Rabu, 25 Agustus 2010

Hutang

Seorang teman menjengkelkan saya akhir-akhir ini. Kenapa? Karena beberapa kali menghubungi saya lewat telepon dan urusannya cuma satu yaitu mau meminjam uang alias berhutang pada saya. Dan saya jengkel sekali karena setiap kali dia menelepon dengan tujuan itu, saat itu pula saya dalam kondisi tidak punya uang. Nah ... jengkel kannnnn ...? Tenang pembaca, bukan karena saya sok dermawan sehingga merasa jengkel ketika teman saya meminta pinjaman uang saat saya dalam kondisi bokek. Sama sekali bukan itu masalahnya. Saya cuma selalu mempertimbangkan rasa malu yang harus dia tanggung ketika meminta diberi pinjaman. Dan rasa malu itu harus sia-sia karena saya yang bokek tidak bisa memberikan apa yang dia inginkan.

Hutang. Seorang teman selalu bilang bahwa manusia tidak luput dari dua hal, yaitu dosa dan hutang. Ehmmmmm... soal dosa rasanya pasti karena toh manusia tak pernah luput dari yang namanya salah. Dan soal hutang rasanya ada benarnya juga, karena toh konglomerat yang dari luarnya terlihat kaya raya ternyata juga mempunyai hutang. Tapi tentu tidak semua manusia di muka bumi ini tak luput dari hutang. Seorang teman yang saya kenal sungguh tampak tenang dan damai hidupnya tanpa hutang. Dannnnnn seorang teman yang lain merasa kurang tantangan ketika hutang-hutangnya lunas .... hehheheh.... Karena itu walau tidak selalu tapi mengaku membuat hutang yang baru setelah yang lama lunas. Tapi ya itu tadi, dia menekankan kata 'tidak selalu' dan bentuk hutang yang biasanya diambilnya adalah membeli sesuatu barang (terutama elektronik karena dia cukup gila dengan yang satu itu) secara mencicil.

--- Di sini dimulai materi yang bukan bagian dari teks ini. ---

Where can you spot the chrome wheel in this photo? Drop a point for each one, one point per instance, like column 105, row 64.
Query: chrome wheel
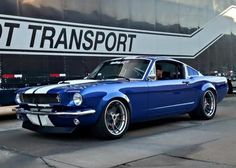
column 116, row 117
column 209, row 103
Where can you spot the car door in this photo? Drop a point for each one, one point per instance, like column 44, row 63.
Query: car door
column 171, row 94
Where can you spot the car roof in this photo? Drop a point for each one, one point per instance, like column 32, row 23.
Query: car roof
column 151, row 58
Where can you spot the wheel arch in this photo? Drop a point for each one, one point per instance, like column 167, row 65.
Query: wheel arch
column 209, row 86
column 115, row 96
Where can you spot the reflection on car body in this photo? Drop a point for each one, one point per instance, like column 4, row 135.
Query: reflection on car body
column 120, row 92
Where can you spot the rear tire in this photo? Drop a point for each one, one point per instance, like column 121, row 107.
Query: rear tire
column 207, row 106
column 114, row 121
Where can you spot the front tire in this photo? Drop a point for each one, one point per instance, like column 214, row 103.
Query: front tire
column 207, row 107
column 114, row 121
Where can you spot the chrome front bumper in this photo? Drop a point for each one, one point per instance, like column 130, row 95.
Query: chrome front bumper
column 76, row 113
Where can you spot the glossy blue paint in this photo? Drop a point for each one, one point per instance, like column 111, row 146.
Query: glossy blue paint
column 146, row 99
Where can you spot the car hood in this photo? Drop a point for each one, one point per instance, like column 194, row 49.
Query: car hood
column 69, row 86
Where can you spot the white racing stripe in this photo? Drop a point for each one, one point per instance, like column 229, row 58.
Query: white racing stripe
column 31, row 90
column 45, row 89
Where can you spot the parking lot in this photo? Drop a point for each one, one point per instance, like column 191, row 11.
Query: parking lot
column 172, row 142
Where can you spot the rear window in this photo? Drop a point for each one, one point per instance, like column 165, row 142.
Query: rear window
column 192, row 72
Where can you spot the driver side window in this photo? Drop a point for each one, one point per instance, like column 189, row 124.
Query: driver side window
column 167, row 70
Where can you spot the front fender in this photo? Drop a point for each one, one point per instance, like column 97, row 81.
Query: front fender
column 114, row 95
column 208, row 86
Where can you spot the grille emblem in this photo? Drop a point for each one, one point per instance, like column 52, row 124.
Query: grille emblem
column 58, row 98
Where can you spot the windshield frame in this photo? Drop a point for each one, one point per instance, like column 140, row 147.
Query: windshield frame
column 98, row 68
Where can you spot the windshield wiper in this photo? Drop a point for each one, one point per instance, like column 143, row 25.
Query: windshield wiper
column 117, row 76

Kapan pertama kali mengenal yang namanya hutang? Kalau saya sebenarnya semasa SMP pun rasanya sudah mengenal hutang, yaitu hutang kecil-kecilan. Jadi misal pas di sekolah ternyata perlu fotocopy tapi uang saku tidak cukup. Nahhh berhutanglah saya pada teman lain yang uang sakunya lebih banyak. Kalau hutang besar, seingat saya baru saya kenal semasa SMA. Waktu itu bapak saya sakit dan harus opname di rumah sakit. Uang yang dibawa ibu ternyata tidak cukup. Begitu pula cadangan uang di rumah. Tabungan? Ehmmmm .... masa itu orang tua harus membiayai dua kakak yang kuliah sehingga tabungan juga tak bisa diandalkan. Jadi ibu yang bingung memandatkan kepada saya dan seorang kakak untuk mencari pinjaman. Sebagai pemegang mandat yang belum punya pengalaman berhutang besar tentu saja kami bingung bagaimana melaksanakannya. Akhirnya kami sepakat untuk mendatangi teman sekantor bapak dengan pertimbangan beliau tampak lebih kaya. Dan ternyata perhitungan meleset. Kami ditolak dengan alasan beliau juga sedang tidak ada uang. Jadi kami memutar otak untuk mencari 'sasaran' selanjutnya. Akhirnya kami putuskan untuk mendatangi seorang tetangga yang sesuku dengan bapak saya. Kali ini pertimbangannya adalah kesukuan, bukan kekayaan ... hehehehe mengandalkan ikatan emosional maksudnyaaaaaaa .... Dan ternyata yang ini jitu, alias kami berhasil mendapatkan hutang. Jadi, wahai pencari hutang, datangilah mereka yang lebih kaya atau mereka yang punya ikatan emosional dengan kita .... hahahahahaha..... Jujur kejadian itu tidak hanya membekas di otak saja, tapi membuat saya selalu berhitung masak-masak ketika menentukan 'mangsa' sebab bagaimanapun saya selalu merasa malu dan lebih malu lagi ketika ditolak. Benar kan? Karena itulah saya selalu jengkel ketika tidak bisa memberikan pinjaman kepada mereka yang datang pada saya. Bagi saya menolaknya sama dengan menambah beban malu yang sudah ditanggungnya sejak awal.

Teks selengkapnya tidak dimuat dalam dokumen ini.